Generate hypotheses that would explain the pattern. After the previous step you probably have some ideas about what a possible hypothesis might be. In this assignment, your model choices are limited to feedforward neural networks and k nearest neighbors classifiers.

Now you need to hypothesize your own models. You have many options. Generate multiple competing hypotheses; don't just settle for the first option you think of. Some of them might be a good fit to your problem based on your observations. Some of them might not.

3. Compare hypotheses theoretically

Compare and contrast the hypotheses analytically. Now that you have generated a bunch of alternative competing hypotheses, you need to contrast them and discuss their plausibility before testing them. You are already familiar with the terms language bias and search bias. Explain your hypotheses in terms of:

language bias Why is one hypothesized model's language bias better than another hypothesized model's language bias?
search bias Why is one hypothesized model's search bias better than another hypothesized model's search bias?
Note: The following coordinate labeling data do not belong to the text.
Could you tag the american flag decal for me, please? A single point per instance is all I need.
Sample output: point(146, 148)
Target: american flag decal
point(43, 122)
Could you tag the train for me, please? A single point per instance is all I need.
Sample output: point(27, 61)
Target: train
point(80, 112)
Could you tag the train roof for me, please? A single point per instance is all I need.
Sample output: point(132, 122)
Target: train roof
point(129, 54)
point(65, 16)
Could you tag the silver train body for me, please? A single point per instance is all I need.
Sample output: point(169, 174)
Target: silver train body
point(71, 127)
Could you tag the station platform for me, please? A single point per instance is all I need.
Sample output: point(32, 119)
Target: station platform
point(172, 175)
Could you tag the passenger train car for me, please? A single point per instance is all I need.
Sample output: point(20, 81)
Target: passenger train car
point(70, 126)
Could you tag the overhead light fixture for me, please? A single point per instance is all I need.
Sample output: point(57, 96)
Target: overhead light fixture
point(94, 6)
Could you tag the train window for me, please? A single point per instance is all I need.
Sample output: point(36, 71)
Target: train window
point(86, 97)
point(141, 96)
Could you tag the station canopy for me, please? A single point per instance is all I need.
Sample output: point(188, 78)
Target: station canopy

https://yaboa.de/2018/06/183

4. Compare hypotheses empirically

Compare and contrast the hypotheses experimentally.

Experimental design: Design a methodology for how you will compare your hypothesized models. What metrics will you use to score each hypothesis? Why are those the right metrics? What data will you use? What is that a good choice of data? Etc.
Experimental implementation: Code each hypothesized model.
Experimental execution: Train each hypothesized model.
Experimental results: Test each hypothesized model and record the empirical scores.

5. Observe data

Do error analysis on the experimental results. What patterns did your hypotheses fail to capture? Why not?

6. Iterate

Repeat the scientific method cycle. You have finished one iteration of scientific method. Return to step 2, and generate new hypotheses.

Development environment

You need to complete this assignment on CSE Lab2 machines. You don't necessarily need to go to the physical lab in person (although you could). CSE Lab2 has 54 machines, which you can remotely log into with your CSE account. Their hostnames range from csl2wk00.cse.ust.hk to csl2wk53.cse.ust.hk. Create your project under your home directory which is shared among all the CSE Lab2 machines.
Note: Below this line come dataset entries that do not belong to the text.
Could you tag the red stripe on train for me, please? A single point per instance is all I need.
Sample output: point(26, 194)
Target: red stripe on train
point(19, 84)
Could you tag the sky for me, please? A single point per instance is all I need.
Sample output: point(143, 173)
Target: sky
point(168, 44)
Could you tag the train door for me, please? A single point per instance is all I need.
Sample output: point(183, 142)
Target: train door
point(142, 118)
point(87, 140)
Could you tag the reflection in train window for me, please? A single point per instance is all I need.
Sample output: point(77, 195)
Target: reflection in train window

For non-CSE students, visit the following link to create your CSE account. https://password.cse.ust.hk:8443/pass.html

In the registration form, there are three "Set the password of" checkboxes. Please check the second and the third checkboxes.
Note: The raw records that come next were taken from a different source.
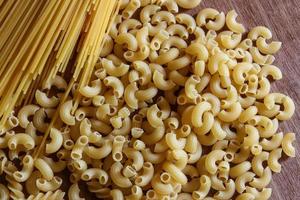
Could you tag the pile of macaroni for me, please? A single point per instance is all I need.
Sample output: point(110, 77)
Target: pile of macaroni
point(177, 108)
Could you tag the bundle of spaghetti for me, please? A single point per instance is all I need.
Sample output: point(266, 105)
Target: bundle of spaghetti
point(89, 51)
point(38, 39)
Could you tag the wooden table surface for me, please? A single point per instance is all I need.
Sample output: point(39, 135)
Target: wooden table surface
point(283, 19)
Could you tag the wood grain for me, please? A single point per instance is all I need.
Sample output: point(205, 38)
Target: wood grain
point(283, 18)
Free up space in your home directory

Your home directory in CSE Lab2 has only 100MB disk quota. To see a report of the disk usage in your home directory, you can run du command. It is recommended that you have at least 30MB available before you start this assignment.

Assignment Starting Pack

Please download the starting pack tarball, and extract it to your home directory on CSE Lab2 machine. This starting pack contains the skeleton code, the feedforward network library and the dataset. The starting pack has the following structure:

assignment1/
├── include/*
├──	lib/*
└──	src/
    ├── report.xlsx    (your report goes here)
    ├── assignment.cpp (your code goes here)
    ├── traindata.xml
    ├── devdata.xml
    ├── assignment.hpp
	├── main.cpp
    ├── util.hpp
    └── makefile

The only two files you need to touch are report.xlsx and assignment.cpp. Please do not touch other files.

Extract the starting pack

After downloading the starting pack, you can run tar -xzvf COMP4221_2019Q1_a2.tgz to extract the starting pack

What does the command do?

tar collected all the files into one package, COMP4221_2019Q1_a2.tgz. The command does a couple things:

f: this must be the last flag of the command, and the tar file must be immediately after. It tells tar the name and path of the compressed file.
z: tells tar to decompress the archive using gzip.
x: tar can collect files or extract them. x does the latter.
v: makes tar talk a lot. Verbose output shows you all the files being extracted.

Verify your development environment

After you extract the starting pack, go into its src directory and run make and main. You should see something similar like this:

csl2wk14:yyanaa:355> make
g++8 -std=c++17 -I../include -c -o assignment.o assignment.cpp
g++8 -std=c++17 -I../include -o main main.cpp assignment.o -L../lib -lmake_transducer
csl2wk14:yyanaa:356> main
terminate called after throwing an instance of 'std::runtime_error'
  what():  please fill in your student ID
Abort

Analyzing Data

The first step in scientific research is to observe the data. You are provided with a traindata.xml and a devdata.xml. They represent the training set and the development test set respectively.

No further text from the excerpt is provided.